You are viewing a plain text version of this content. The canonical link for it is here.
Posted to user@flink.apache.org by Yik San Chan <ev...@gmail.com> on 2021/04/26 12:45:57 UTC

Contradictory docs: python.files config can include not only python files

Hi community,

In
https://ci.apache.org/projects/flink/flink-docs-stable/dev/python/python_config.html,
regarding python.files:

> Attach custom python files for job.

This makes readers think only Python files are allowed here. However, in
https://ci.apache.org/projects/flink/flink-docs-stable/deployment/cli.html#submitting-pyflink-jobs
:

./bin/flink run \
      --python examples/python/table/batch/word_count.py \
      --pyFiles file:///user.txt,hdfs:///$namenode_address/username.txt

It is obviously including .txt file that is not Python files.
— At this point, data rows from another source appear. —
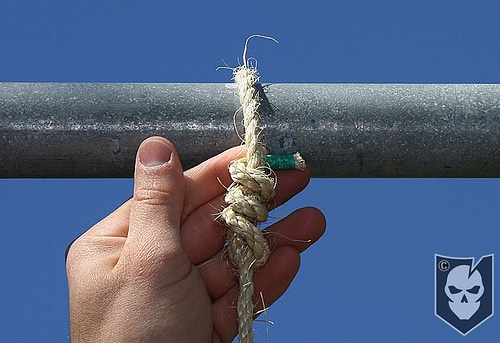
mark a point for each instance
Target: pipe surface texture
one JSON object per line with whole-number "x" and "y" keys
{"x": 81, "y": 130}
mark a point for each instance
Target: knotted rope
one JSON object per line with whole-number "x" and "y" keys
{"x": 247, "y": 198}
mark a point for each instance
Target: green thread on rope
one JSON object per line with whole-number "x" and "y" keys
{"x": 281, "y": 162}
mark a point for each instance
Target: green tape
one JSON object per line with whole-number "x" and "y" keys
{"x": 281, "y": 162}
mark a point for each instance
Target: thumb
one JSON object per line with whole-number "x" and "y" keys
{"x": 154, "y": 227}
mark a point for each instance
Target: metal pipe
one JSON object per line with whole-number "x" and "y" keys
{"x": 74, "y": 130}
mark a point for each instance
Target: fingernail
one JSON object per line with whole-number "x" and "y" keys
{"x": 154, "y": 153}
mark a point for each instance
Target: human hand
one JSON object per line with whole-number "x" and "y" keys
{"x": 155, "y": 270}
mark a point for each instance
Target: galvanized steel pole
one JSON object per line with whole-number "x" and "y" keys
{"x": 72, "y": 130}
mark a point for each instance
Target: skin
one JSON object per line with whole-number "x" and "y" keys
{"x": 155, "y": 269}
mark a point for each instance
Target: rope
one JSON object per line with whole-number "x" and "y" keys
{"x": 247, "y": 198}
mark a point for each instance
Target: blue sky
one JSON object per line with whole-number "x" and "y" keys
{"x": 371, "y": 277}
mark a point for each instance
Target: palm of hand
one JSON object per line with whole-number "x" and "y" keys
{"x": 134, "y": 280}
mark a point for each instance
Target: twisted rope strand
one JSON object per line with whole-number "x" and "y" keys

I believe it is contradictory here. Can anyone confirm?

Best,
Yik San

Re: Contradictory docs: python.files config can include not only python files

Posted by Yik San Chan <ev...@gmail.com>.
Hi Dian,

I created a PR to fix the docs. https://github.com/apache/flink/pull/15779

On Tue, Apr 27, 2021 at 2:08 PM Dian Fu <di...@gmail.com> wrote:

> Thanks for the suggestion. It makes sense to me~.
>
> 2021年4月27日 上午10:28,Yik San Chan <ev...@gmail.com> 写道:
>
> Hi Dian,
>
> If that's the case, shall we reword "Attach custom python files for job."
> into "attach custom files that could be put in PYTHONPATH, e.g., .zip,
> .whl, etc."
>
> Best,
> Yik San
>
> On Tue, Apr 27, 2021 at 10:08 AM Dian Fu <di...@gmail.com> wrote:
>
>> Hi Yik San,
>>
>> All the files which could be put in the PYTHONPATH are allowed here, e.g.
>> .zip, .whl, etc.
>>
>> Regards,
>> Dian
>>
>> 2021年4月27日 上午8:16,Yik San Chan <ev...@gmail.com> 写道:
>>
>> Hi Dian,
>>
>> It is still not clear to me - does it only allow Python files (.py), or
>> not?
>>
>> Best,
>> Yik San
>>
>> On Mon, Apr 26, 2021 at 9:15 PM Dian Fu <di...@gmail.com> wrote:
>>
>>> Hi Yik San,
>>>
>>> 1) what `--pyFiles` is used for:
>>> All the files specified via `--pyFiles` will be put in the PYTHONPATH of
>>> the Python worker during execution and then they will be available for the
>>> Python user-defined functions during execution.
>>>
>>> 2) validate for the files passed to `--pyFiles`
>>> Currently it will not validate the files passed to this argument. I also
>>> think that it’s not necessary and not able to perform such kind of check.
>>> Do you have any advice for this?
>>>
>>> Regards,
>>> Dian
>>>
>>> 2021年4月26日 下午8:45,Yik San Chan <ev...@gmail.com> 写道:
>>>
>>> Hi community,
>>>
>>> In
>>> https://ci.apache.org/projects/flink/flink-docs-stable/dev/python/python_config.html,
>>> regarding python.files:
>>>
>>> > Attach custom python files for job.
>>>
>>> This makes readers think only Python files are allowed here. However, in
>>> https://ci.apache.org/projects/flink/flink-docs-stable/deployment/cli.html#submitting-pyflink-jobs
>>> :
>>>
>>> ./bin/flink run \
>>>       --python examples/python/table/batch/word_count.py \
>>>       --pyFiles file:///user.txt,hdfs:///$namenode_address/username.txt
>>>
>>> It is obviously including .txt file that is not Python files.
>>>
>>> I believe it is contradictory here. Can anyone confirm?
>>>
>>> Best,
>>> Yik San
>>>
>>>
>>>
>>
>

Re: Contradictory docs: python.files config can include not only python files

Posted by Dian Fu <di...@gmail.com>.
Thanks for the suggestion. It makes sense to me~. 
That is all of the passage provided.